Canadian refugee groups gird for Supreme Court fight over asylum-seeker pact

Under the Canada-U.S. Safe Third Country Agreement, Canadian officials send back asylum-seekers coming from the United States at land border crossings, on the grounds that they should file refugee claims in the United States.

Under the agreement border officials from either country can turn asylum-seekers back at border crossings but asylum-seekers rarely try to cross by land from Canada into the United States.

The implication is that a “safe” country, as Canada has been designating the United States, is one that respects asylum-seekers’ rights and offers them protections in line with international law.

Canada has said it needs the agreement to manage its border and its asylum system. Refugee advocates argue the agreement violates asylum-seekers’ rights by subjecting them to the possibilities of immigration detention and removal to potential persecution.

Two Canadian courts more than a decade apart found the agreement violates asylum-seekers’ rights under Canada’s Charter of Rights and Freedoms. Twice, the Federal Court of Appeal overturned these rulings. L1N2M81PT

In its ruling last year upholding the agreement, the Federal Court of Appeal said the refugee advocates should have challenged the process by which Canada designates the United States a “safe” country, rather than the law underlying that designation.

This puts people trying to challenge any Canadian law in a difficult position, the advocates argue.

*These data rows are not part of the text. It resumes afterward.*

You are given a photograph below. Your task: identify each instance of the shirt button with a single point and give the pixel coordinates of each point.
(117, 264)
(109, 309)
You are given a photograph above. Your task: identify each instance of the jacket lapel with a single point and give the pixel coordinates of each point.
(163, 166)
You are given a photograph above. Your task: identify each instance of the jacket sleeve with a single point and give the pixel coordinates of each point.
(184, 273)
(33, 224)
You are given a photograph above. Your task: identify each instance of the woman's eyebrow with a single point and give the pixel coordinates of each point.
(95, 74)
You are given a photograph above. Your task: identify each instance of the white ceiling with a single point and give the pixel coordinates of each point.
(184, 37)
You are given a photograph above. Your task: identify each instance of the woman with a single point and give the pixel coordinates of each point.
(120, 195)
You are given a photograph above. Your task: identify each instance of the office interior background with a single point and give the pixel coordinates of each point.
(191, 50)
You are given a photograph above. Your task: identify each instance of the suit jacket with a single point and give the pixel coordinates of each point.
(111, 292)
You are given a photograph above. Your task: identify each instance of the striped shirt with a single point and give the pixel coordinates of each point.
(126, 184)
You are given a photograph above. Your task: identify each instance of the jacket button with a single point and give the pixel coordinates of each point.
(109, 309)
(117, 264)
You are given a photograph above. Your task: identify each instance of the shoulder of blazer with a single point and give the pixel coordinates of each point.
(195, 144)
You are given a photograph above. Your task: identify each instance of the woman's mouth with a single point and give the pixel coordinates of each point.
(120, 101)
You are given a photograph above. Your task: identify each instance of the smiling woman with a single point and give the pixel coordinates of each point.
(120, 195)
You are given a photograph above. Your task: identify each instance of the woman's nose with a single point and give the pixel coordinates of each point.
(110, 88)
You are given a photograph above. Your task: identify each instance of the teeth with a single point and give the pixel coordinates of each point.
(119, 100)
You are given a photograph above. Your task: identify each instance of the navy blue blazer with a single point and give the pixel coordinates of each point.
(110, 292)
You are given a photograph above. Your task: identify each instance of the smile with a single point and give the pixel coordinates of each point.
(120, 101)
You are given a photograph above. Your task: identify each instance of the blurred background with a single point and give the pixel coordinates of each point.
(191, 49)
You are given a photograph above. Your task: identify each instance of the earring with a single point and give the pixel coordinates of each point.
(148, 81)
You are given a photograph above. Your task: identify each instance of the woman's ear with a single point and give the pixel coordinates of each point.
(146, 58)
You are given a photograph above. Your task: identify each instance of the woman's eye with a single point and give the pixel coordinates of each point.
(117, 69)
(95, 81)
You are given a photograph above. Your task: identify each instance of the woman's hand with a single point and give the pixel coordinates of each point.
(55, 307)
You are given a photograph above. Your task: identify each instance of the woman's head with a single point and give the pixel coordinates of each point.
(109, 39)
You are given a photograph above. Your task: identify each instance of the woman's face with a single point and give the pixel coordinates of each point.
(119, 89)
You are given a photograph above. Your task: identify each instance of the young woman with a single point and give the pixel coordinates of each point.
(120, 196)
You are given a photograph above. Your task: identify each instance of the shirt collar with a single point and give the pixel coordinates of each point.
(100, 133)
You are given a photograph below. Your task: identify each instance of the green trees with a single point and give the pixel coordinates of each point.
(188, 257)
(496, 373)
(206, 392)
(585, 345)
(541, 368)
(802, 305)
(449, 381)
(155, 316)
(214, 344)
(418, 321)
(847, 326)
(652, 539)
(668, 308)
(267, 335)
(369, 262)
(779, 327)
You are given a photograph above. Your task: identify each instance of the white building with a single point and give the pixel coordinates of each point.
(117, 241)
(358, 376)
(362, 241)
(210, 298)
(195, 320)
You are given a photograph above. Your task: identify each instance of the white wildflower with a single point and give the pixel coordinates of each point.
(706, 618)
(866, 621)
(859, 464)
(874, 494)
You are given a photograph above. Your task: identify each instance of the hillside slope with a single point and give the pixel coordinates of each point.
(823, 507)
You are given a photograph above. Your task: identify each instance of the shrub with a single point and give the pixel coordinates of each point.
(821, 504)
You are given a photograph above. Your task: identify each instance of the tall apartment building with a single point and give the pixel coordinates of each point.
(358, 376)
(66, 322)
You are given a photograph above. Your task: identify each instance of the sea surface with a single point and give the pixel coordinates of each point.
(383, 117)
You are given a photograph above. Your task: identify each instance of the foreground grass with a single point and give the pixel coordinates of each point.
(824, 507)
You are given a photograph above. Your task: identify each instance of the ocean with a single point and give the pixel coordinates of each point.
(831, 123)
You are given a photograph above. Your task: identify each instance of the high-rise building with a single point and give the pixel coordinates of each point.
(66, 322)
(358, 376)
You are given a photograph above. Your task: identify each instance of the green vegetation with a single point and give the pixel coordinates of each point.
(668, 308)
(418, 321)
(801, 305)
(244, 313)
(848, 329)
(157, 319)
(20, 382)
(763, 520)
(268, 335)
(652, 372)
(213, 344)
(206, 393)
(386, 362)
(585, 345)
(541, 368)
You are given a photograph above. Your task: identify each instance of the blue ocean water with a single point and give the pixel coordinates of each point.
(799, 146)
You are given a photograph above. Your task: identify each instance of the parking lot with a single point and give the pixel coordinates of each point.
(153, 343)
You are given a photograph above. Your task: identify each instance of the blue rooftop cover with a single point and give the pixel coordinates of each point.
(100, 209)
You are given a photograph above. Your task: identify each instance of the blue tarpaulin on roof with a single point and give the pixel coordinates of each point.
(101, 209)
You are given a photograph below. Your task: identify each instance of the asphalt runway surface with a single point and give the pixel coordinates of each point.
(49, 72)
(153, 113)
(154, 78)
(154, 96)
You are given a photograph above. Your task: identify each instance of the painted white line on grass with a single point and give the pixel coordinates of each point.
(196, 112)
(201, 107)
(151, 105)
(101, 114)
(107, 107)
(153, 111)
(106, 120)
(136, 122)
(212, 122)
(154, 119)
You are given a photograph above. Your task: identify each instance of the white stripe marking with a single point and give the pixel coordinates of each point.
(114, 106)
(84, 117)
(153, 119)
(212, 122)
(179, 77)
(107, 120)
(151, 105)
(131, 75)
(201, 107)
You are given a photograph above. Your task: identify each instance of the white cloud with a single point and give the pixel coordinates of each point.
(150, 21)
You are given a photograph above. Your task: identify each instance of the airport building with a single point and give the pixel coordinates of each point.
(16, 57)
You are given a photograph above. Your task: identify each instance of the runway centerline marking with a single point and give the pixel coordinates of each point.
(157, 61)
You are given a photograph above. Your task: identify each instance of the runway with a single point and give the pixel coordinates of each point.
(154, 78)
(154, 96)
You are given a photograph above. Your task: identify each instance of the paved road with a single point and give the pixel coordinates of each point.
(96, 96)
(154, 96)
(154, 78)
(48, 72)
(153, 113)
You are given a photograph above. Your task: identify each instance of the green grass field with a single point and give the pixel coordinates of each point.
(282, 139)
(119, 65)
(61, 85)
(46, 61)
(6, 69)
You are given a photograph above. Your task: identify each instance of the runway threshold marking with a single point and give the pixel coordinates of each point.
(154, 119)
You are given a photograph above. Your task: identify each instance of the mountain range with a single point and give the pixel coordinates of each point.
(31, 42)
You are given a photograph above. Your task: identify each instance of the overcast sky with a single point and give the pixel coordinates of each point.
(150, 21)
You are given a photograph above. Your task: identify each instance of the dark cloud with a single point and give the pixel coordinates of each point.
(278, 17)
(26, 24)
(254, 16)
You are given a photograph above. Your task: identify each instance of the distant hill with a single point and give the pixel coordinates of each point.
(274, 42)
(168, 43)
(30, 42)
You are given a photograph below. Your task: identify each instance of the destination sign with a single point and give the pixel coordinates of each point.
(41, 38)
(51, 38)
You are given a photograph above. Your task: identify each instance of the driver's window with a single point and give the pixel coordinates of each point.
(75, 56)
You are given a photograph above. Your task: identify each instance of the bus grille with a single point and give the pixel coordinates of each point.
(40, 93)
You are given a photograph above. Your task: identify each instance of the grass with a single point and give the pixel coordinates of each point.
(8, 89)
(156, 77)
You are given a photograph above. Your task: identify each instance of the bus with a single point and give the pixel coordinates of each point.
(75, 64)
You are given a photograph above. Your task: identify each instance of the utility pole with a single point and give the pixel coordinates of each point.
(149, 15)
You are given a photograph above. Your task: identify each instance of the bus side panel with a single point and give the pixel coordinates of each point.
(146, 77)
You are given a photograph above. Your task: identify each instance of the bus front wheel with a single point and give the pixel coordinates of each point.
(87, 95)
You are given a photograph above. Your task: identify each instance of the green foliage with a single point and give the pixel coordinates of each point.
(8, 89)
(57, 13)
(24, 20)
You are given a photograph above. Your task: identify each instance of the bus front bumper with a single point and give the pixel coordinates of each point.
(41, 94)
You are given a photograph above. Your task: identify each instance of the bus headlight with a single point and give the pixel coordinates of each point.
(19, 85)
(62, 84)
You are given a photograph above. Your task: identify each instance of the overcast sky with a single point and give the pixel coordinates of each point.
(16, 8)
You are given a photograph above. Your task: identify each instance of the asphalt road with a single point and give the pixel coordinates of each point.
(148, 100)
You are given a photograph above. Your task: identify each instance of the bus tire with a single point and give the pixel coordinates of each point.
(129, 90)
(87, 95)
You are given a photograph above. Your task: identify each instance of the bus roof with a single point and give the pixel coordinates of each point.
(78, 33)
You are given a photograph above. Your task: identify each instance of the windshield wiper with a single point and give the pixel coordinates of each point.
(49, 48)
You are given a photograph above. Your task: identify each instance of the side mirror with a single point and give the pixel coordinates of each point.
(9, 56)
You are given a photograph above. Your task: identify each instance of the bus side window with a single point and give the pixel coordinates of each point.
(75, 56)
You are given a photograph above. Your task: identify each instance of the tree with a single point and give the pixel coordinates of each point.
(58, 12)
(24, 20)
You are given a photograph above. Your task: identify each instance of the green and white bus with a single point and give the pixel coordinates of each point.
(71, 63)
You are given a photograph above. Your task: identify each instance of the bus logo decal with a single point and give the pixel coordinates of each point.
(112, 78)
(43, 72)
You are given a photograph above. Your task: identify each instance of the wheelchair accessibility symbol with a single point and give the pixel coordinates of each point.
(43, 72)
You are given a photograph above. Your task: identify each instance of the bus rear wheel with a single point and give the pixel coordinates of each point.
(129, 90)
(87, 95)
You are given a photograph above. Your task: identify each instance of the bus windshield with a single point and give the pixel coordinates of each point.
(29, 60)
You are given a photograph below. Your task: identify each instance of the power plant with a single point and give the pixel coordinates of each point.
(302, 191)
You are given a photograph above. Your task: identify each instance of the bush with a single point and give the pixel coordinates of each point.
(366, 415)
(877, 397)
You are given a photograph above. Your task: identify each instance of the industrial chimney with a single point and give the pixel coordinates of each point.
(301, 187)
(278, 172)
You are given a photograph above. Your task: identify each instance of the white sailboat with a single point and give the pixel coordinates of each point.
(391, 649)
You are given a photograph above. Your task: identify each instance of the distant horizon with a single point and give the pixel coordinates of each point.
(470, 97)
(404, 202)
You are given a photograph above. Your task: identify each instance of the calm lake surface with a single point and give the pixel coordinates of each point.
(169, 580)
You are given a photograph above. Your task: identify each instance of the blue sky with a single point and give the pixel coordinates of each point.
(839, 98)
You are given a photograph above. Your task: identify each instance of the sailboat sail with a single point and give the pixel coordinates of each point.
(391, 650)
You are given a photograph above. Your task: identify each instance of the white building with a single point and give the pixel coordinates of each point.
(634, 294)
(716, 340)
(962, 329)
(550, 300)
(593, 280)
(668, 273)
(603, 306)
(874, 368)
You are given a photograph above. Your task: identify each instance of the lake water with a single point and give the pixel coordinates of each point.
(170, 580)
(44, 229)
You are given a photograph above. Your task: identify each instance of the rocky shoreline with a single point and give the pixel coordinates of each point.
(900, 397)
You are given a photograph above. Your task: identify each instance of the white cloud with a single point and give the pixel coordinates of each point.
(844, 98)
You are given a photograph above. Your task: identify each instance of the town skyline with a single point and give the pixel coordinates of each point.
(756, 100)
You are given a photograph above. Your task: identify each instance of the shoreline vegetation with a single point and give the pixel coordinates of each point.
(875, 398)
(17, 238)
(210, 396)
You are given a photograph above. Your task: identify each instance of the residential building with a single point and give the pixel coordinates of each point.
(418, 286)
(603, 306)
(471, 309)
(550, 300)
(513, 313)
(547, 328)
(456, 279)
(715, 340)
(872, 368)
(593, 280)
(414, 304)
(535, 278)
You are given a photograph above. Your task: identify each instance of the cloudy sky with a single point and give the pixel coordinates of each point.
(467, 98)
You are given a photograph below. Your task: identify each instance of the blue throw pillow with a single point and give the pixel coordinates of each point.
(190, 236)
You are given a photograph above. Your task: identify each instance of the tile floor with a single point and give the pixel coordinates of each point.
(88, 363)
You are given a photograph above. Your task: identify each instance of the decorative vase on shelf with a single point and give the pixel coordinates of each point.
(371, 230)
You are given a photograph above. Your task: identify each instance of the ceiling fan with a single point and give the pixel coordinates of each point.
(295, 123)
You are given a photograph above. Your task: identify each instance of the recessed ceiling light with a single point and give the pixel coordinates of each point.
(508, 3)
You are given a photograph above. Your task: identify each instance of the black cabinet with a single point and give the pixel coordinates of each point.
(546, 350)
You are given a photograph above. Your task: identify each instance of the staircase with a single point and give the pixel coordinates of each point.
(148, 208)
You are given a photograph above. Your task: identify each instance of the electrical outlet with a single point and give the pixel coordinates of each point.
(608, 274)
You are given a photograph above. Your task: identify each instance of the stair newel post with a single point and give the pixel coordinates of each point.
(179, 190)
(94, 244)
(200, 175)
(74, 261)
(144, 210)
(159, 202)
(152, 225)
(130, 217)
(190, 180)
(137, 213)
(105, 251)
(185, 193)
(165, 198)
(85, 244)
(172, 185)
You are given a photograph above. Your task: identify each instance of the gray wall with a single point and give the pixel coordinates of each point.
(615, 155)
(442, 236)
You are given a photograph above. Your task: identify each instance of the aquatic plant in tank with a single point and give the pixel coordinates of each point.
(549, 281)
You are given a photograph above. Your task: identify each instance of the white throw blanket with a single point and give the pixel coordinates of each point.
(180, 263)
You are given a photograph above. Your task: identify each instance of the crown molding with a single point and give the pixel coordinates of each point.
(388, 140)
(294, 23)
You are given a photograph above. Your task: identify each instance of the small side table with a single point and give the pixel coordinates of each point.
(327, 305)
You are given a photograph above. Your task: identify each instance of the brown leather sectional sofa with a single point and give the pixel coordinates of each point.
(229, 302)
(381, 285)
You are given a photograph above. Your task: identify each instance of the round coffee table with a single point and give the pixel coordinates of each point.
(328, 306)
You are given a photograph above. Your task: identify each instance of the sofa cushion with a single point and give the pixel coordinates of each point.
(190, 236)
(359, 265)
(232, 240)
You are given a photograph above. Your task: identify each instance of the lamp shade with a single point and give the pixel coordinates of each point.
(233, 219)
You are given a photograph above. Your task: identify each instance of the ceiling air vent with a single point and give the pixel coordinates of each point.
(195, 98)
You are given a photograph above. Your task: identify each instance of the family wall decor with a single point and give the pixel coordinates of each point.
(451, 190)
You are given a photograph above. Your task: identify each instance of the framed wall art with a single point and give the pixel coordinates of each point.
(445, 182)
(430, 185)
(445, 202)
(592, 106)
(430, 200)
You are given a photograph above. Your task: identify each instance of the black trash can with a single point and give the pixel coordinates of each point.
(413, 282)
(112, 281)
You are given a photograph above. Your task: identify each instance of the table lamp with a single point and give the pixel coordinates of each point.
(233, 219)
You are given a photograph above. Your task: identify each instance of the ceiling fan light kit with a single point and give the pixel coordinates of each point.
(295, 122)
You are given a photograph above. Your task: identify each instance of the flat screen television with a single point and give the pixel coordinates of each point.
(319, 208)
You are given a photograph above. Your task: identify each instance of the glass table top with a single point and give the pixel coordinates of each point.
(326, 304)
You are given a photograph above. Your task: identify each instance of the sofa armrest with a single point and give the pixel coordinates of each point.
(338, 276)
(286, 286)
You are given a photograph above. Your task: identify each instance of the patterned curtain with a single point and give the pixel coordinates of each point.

In this scenario “litigants can no longer challenge the law whose operation violated their rights, but instead must identify and challenge each of the administrative and legislative actions or inactions that might have worked as a ‘safety valve’ to prevent the harm.”

The Canadian government, which defended the agreement in court and has sought to extend it so it applies the full length of the border, has not yet filed its arguments with the Supreme Court. A spokesperson for the federal Minister of Immigration, Refugees and Citizenship did not immediately respond to a request for comment.